Weekly cabinet meeting held this week at the Haifa Municipality ‏ (photo credit: KOBI GIDEON/GPO)
Weekly cabinet meeting held this week at the Haifa Municipality ‏
(photo credit: KOBI GIDEON/GPO)
The Federation of Local Authorities in Israel (FLAI) announced Tuesday that all local, regional and municipal authorities across the country will go on an all-out strike on Wednesday if the Knesset approves the proposed budget cuts from the municipal authorities as part of the economic arrangements bill.
“We have been in talks all day with the Prime Minister’s Office, the Finance and Interior Ministries, but as it seems right now the head of the Finance Ministry’s Budget Department is calling the shots and a strike is highly likely,” head of the FLAI and Modi’in Mayor Haim Bibas told The Jerusalem Post.
The FLAI held an emergency meeting on Tuesday in the Knesset with mayors and municipal authority heads, during which they communicated their demands to Prime Minister Benjamin Netanyahu and Finance Minister Moshe Kahlon. The group demanded the state “honor the previous arrangements and transfer the full balancing budget amounting to NIS 1.55 billion during the first six months of 2017.”
According to Bibas, the heads of all of Israel’s 256 authorities – cities, local councils, regional councils – will cut all services and close all municipal departments as of Wednesday unless an agreement is made.
That includes waste disposal and sanitation, welfare, cultural institutions, municipal security and schools and kindergartens, with the exception of special education facilities that will remain open.
Additionally, Ran Erez, chairman of the Secondary School and College Teachers Organization declared on Tuesday that his organization will also join FLAI’s strike. This means that in addition to municipal kindergartens and elementary schools, junior high schools and high schools across the country would also close.
The Finance Committee approved on Sunday a flat budget cut of NIS 2.1b. Additionally, the cabinet also approved Sunday morning a surprise NIS 1.2b. flat cut, which was later also approved by the Finance Committee.
The cuts will be up for a vote in the Knesset plenum as part of the state budget and accompanying economic arrangements bill. If approved by the Knesset, the cut will be taken from the municipal authorities’ balancing budget.
“Overall, they did two cuts that will amount to a NIS 180m.
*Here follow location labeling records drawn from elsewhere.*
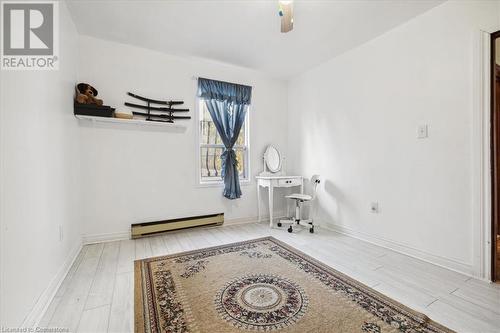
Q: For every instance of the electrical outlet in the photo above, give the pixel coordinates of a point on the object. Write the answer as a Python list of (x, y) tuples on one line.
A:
[(422, 131)]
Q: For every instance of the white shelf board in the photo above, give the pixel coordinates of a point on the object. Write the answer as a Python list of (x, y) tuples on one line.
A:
[(139, 122)]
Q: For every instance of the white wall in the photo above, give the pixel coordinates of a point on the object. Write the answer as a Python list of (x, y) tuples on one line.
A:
[(39, 181), (354, 120), (131, 175)]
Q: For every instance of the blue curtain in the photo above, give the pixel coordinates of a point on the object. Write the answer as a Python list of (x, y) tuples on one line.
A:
[(227, 104)]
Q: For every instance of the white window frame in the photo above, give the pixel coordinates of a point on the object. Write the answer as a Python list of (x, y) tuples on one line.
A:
[(219, 182)]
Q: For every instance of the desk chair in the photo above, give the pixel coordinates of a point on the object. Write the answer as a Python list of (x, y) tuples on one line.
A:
[(299, 199)]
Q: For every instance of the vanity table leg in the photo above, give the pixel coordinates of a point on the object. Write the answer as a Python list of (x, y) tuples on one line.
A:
[(258, 202), (271, 195)]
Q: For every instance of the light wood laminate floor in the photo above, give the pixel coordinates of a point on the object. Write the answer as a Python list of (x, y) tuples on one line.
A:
[(97, 294)]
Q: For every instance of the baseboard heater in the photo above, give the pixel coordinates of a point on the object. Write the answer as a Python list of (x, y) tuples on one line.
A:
[(151, 228)]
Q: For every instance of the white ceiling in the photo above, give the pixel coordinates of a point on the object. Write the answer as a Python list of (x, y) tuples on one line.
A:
[(245, 32)]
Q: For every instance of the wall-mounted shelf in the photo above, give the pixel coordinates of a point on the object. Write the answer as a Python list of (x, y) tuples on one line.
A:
[(138, 122)]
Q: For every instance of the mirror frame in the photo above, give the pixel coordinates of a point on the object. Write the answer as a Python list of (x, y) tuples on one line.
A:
[(266, 153)]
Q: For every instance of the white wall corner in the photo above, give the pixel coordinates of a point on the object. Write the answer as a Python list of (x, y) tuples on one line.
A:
[(105, 237)]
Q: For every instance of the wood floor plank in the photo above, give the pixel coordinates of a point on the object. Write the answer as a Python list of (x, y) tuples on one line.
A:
[(126, 256), (121, 317), (70, 308), (101, 279), (94, 320)]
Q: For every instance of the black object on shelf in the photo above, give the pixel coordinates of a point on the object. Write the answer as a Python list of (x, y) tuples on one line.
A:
[(93, 110), (154, 113)]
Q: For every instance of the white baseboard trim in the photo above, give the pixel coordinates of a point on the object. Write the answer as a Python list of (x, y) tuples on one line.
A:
[(123, 235), (43, 302), (253, 219), (454, 265), (107, 237)]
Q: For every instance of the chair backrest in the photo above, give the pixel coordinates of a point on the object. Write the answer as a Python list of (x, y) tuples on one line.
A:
[(314, 184)]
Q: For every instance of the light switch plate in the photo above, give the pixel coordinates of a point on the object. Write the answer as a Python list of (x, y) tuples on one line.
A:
[(422, 131)]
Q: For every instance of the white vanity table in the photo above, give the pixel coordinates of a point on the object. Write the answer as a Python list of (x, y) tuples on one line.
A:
[(272, 177)]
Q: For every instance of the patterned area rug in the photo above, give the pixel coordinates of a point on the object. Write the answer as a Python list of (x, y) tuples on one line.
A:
[(261, 285)]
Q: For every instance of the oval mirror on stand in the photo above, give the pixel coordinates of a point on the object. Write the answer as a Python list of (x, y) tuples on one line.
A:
[(272, 160)]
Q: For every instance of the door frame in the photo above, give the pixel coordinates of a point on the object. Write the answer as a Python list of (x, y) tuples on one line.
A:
[(495, 160)]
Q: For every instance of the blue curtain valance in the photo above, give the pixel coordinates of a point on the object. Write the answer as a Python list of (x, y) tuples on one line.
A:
[(224, 91)]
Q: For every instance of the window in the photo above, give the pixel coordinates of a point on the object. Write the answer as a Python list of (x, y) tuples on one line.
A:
[(211, 149)]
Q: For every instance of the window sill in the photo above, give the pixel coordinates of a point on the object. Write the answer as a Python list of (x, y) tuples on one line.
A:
[(244, 182)]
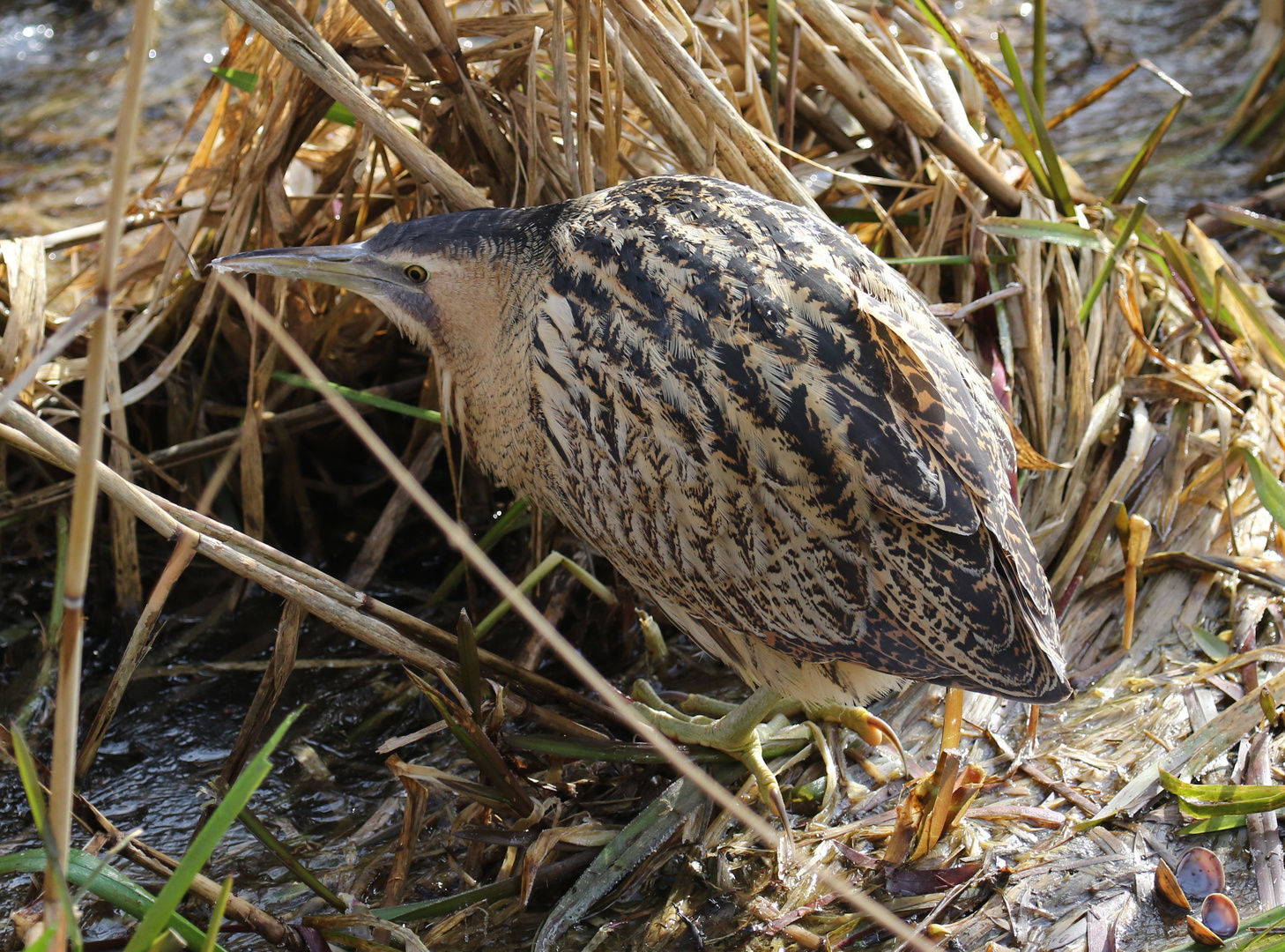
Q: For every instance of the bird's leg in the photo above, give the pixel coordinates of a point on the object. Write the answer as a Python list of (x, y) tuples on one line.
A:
[(735, 733), (870, 729)]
This is the first time in history that a cut has been made to the authorities’ balancing budgets,” Bibas told the Post.
The municipal authorities balancing budget is normally distributed among the country’s municipalities and councils for their basic budgets in order to prevent a deficit that might result in the disruption of the authorities’ basic services.
According to Bibas, the cut will affect 190 of Israel’s socioeconomically weakest authorities which rely on the balancing budget to function.
“This hurts the weakest municipalities most of all, the peripheral towns and communities, all the authorities with residents who vote for this government. If you make the cut from a city with large reserves it makes no difference, but here we are talking about authorities that cannot balance their budget without this money,” Bibas explained.
“The truly weak authorities get cut in order to finance coalition deals. It’s a sad joke. We see hundreds of millions of shekels flying around on coalition agreements.”
The Finance Ministry disagreed with Bibas’s evaluation of the amount to be cut. A representative of the Ministry told the Post that the cut will amount to only NIS 37.7 Million which translate to NIS 189,000 average cut per authority.
This however does not entirely add up, as the cabinet’s proposed cut alone states that municipal authorities are to be cut by more than NIS 44 million.
Additionally, the Finance Ministry stated on Tuesday as a response to the strike threat that the budgets of the municipal authorities have actually increased due to the ministry’s development plans for the periphery.
“This is nonsense, you can’t tell an authority that you are giving it money to build a new high-tech zone while you take away money that’s used for basic municipal services and infrastructures. This is why this fight and this strike are so important,” Bibas told the Post.